Prevalence of ESBL, AmpC β-lactamases and MRSA among uropathogens and its antibiogram
Keywords:UTI, ESBL, MRSA, antibiotic resistance, AmpC ß-lactamases
Urinary tract infections (UTIs) are one of the most common bacterial infections in humans. Current knowledge on antimicrobial susceptibility pattern is essential for appropriate therapy. Therefore the aim of the present study was to determine the distribution and antibiotic susceptibility pattern of bacterial strains, with special reference to ESBL, AmpC β-lactamase and MRSA production. A total of 325 clinical isolates were collected from UTI patients from various tertiary care hospitals over a period of 6 months (June 2011 to December 2011). The antimicrobial susceptibility to various drugs was studied by the disc diffusion method as guided by CLSI guidelines.

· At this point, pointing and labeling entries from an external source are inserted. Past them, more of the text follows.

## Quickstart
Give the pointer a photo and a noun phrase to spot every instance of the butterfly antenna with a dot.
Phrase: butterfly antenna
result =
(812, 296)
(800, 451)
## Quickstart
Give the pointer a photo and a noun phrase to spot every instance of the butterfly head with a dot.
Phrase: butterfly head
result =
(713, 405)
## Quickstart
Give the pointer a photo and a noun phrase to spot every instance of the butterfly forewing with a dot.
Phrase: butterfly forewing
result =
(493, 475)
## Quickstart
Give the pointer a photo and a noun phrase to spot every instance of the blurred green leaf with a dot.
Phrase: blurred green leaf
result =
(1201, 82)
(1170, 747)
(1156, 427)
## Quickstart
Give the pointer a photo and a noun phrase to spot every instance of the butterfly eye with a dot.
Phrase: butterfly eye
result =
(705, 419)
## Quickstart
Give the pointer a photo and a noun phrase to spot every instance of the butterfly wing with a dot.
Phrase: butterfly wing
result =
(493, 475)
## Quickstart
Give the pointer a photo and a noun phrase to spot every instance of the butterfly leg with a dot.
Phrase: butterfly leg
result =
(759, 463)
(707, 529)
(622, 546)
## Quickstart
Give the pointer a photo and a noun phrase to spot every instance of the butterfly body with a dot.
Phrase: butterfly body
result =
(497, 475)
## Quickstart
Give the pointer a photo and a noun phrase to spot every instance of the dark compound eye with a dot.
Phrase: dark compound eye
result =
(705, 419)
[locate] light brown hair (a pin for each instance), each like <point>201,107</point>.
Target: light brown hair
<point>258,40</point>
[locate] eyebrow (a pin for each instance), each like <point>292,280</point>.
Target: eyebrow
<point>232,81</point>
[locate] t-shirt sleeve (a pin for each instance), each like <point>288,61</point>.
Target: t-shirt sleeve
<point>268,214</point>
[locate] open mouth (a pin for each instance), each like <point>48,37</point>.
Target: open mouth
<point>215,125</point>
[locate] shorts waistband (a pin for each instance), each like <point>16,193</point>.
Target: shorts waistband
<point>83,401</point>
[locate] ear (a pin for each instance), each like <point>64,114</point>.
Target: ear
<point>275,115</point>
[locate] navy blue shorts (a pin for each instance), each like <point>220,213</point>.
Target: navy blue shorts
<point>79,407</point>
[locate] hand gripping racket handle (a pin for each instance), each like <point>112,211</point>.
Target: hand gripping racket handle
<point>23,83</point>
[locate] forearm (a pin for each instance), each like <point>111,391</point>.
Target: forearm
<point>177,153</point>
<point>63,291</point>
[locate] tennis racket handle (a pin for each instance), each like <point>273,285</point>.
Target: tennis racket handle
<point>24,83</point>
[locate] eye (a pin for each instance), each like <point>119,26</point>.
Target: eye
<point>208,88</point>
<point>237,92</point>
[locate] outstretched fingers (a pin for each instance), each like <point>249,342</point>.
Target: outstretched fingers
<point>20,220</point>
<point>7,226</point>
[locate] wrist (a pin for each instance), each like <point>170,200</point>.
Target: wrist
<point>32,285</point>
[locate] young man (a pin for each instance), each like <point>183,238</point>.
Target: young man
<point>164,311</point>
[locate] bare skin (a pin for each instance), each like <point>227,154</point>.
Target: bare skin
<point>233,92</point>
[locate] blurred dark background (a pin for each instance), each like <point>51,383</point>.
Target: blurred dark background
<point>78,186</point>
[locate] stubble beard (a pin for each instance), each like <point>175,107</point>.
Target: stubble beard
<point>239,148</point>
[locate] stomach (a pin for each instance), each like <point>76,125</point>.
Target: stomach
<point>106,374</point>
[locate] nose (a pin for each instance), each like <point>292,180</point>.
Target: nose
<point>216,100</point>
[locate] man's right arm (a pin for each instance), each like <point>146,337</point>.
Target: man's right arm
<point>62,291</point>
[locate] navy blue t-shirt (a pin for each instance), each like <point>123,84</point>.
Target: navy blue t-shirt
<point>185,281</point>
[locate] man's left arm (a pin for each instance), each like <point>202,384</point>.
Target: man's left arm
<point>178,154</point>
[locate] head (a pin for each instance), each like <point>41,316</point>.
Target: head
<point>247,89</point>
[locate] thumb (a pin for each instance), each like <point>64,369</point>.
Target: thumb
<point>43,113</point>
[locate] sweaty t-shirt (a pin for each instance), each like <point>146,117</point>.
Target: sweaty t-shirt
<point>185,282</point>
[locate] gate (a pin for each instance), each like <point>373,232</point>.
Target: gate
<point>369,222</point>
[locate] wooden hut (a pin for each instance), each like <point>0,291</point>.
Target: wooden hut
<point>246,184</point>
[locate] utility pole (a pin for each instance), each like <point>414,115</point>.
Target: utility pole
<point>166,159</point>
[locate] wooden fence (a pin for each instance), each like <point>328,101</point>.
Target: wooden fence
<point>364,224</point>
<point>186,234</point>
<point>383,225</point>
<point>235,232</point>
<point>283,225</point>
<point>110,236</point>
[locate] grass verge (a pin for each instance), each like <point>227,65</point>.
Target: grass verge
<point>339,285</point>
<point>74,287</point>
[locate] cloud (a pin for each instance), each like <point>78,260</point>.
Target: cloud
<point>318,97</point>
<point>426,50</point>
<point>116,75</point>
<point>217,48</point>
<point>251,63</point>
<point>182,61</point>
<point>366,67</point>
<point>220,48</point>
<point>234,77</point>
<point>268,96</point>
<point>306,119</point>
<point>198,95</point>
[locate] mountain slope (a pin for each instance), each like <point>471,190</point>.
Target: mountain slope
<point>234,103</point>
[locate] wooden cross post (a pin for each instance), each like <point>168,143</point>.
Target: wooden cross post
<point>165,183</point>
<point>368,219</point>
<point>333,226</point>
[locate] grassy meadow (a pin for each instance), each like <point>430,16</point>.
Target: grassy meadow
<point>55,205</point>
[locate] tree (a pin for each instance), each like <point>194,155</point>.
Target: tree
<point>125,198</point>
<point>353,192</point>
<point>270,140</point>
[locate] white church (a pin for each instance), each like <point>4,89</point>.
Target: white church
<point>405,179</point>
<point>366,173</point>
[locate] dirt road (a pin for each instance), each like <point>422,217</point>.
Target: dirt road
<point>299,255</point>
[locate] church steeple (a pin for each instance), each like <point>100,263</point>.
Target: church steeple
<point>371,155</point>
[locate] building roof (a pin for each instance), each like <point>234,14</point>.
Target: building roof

Confirmation of the extended spectrum β-lactamase (ESBL), AmpC β-lactamase and methicillin resistant Staphylococcus aureus (MRSA) production was done by an E-test respectively. Of the 325 isolates, 225 were characterized as gram negative and 77 isolates as S. aureus isolates. The majority (69.3 %) of the isolates were from females compared to males (30.7 %). Prevalence of ESBL and AmpC β-lactamase and the coexistence of the phenotype (ESBL+ AmpC β-lactamase) and MRSA in the urinary isolates were found to be 48.9 %, 20.4 %, 6.2 % and 27.5 % respectively. Ampicillin/sulbactam, norfloxacin should be no longer considered as first line of drugs for UTI, because of high resistance. Parentral drugs such as aminoglycosides, carbapenems and piperacillin/tazobactum can be the alternative choice for complicated UTI. Also, control measures such as judicious use of antibiotics, formulation of infection committee may control the spread of resistance.